Yulin government 'taking action' against dog meat festival: Animal welfare group

Yulin government 'taking action' against dog meat festival: Animal welfare group

"This is the first time ever that the Yulin government has formally written to pledge action to shut down the cruel festival rather than simply denying its existence," says the Humane Society International's Peter Li.

BEIJING: Animal welfare group Humane Society International (HSI) has cautiously welcomed a pledge by the Yulin government in China to take action to crack down on the Yulin dog meat festival due to start next week.

Following months of campaigning, HSI was informed that a representative of the Yulin government has written to legislator Michael Tien, a Hong Kong deputy to China’s National People’s Congress who had lobbied to end the festival.

The letter read: "The dog meat festival, though not promoted by the local government, is a private and spontaneous activity. However, the Yulin authorities and relevant government agencies will take immediate actions to prevent it from happening again."

Peter Li, Humane Society International’s China Policy Specialist said: “It is gratifying to see some progress being made here in response to our collective campaigning, as this is the first time ever that the Yulin government has formally written to pledge action to shut down the cruel festival rather than simply denying its existence or claiming they are helpless to act.”

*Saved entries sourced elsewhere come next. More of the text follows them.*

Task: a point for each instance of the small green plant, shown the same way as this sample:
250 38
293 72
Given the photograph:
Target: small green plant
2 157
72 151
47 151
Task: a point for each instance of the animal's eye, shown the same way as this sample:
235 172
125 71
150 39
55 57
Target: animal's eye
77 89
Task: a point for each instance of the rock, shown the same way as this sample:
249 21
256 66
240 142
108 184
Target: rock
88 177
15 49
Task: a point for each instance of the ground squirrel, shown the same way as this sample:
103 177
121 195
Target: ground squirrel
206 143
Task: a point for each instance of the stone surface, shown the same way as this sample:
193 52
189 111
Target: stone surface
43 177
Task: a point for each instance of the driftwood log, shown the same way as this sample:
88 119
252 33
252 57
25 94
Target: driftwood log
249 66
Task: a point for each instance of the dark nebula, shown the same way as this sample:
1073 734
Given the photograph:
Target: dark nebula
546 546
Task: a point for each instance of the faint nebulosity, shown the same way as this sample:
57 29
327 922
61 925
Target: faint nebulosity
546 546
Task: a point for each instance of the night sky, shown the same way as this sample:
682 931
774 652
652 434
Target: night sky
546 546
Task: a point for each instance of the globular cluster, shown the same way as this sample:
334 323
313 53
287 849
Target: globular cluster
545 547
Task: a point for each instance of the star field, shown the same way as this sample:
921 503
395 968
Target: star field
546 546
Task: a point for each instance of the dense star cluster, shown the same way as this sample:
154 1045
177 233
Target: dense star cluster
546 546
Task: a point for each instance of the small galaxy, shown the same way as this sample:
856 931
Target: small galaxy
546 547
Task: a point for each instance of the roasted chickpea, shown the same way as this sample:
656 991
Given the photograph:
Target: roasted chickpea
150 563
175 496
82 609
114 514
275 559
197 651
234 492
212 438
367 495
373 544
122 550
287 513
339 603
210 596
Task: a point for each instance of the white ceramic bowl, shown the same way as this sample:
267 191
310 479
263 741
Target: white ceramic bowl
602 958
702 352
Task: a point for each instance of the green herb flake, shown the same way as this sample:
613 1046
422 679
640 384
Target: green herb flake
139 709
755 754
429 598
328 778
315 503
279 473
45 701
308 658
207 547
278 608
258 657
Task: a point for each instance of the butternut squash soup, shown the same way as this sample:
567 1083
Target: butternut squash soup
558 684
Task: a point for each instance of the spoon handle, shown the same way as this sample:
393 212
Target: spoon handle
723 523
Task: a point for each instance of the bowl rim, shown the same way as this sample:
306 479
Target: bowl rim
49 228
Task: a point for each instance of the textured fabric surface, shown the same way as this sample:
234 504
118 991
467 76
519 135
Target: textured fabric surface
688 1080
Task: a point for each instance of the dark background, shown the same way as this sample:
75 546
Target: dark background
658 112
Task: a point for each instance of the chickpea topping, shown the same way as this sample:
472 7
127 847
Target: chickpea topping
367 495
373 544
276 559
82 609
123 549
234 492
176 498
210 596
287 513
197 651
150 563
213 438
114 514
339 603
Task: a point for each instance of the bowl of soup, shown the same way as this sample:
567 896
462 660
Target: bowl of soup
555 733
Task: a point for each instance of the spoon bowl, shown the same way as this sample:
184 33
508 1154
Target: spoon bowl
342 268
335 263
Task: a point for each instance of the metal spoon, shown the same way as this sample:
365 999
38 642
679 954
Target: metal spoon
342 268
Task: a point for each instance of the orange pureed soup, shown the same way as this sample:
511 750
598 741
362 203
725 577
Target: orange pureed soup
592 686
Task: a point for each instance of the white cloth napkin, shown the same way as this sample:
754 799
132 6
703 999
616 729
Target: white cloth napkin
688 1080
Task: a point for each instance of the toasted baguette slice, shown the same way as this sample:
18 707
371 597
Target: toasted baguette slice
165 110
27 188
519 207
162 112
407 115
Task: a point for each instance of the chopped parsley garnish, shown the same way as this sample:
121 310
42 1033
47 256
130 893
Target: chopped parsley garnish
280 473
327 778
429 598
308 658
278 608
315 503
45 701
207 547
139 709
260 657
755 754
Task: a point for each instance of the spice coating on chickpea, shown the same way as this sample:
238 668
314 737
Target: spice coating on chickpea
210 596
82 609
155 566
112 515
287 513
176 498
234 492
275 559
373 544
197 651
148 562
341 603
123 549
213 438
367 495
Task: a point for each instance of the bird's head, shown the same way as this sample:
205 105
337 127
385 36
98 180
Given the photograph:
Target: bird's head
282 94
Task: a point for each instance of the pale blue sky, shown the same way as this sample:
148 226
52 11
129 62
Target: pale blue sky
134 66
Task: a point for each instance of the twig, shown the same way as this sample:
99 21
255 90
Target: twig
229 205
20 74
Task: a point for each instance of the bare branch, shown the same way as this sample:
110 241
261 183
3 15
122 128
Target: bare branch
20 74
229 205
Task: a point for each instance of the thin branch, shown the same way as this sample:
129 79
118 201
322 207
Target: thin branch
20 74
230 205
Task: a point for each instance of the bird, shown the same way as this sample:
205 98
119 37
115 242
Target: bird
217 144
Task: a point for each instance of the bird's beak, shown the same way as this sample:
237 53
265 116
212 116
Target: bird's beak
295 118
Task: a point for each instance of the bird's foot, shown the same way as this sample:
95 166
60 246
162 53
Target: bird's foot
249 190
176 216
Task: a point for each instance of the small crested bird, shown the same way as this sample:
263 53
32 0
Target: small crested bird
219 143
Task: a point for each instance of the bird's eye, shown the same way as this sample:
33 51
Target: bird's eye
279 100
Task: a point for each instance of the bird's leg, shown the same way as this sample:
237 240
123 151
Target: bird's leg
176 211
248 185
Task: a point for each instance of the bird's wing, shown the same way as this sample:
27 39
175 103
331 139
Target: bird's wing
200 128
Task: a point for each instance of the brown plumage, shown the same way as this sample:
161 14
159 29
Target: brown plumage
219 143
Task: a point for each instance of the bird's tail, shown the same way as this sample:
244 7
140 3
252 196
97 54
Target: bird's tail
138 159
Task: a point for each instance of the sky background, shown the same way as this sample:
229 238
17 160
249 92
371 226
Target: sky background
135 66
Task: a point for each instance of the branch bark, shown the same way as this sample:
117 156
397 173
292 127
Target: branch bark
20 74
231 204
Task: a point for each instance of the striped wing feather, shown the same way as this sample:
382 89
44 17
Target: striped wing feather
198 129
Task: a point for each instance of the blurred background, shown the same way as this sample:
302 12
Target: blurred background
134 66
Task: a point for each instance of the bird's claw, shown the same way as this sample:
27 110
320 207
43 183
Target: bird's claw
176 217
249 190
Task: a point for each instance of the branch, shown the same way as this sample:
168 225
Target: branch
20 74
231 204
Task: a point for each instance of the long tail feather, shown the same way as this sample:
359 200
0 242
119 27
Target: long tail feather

He added, however, that there is a need for “decisive and swift action to stop the cruelty this year, such as stopping all trucks of dogs and cats into Yulin and confiscating illegal animals, and shutting down slaughterhouses killing dogs and cats for human consumption in contravention of food safety laws".

Mr Li also called for new animal welfare laws in China to end the animal abuse of the dog and cat meat trade across the entire country.

The annual Yulin Dog Meat Festival is due to begin on Jun 21 and it involves the slaughter of thousands of dogs for human consumption.

Supporters of the festival argue that dog meat is good for people and eating canines is no different from consuming any other meat.

Opponents say many dogs are either stolen or are strays rounded up for the festival, which only started in recent years.

Pictures of caged or slaughtered dogs posted online have outraged many people both within and outside China.

Earlier this month, animal rights activists calling for an end to the slaughter and eating of dogs at the festival delivered a petition with 11 million signatures to authorities in Beijing.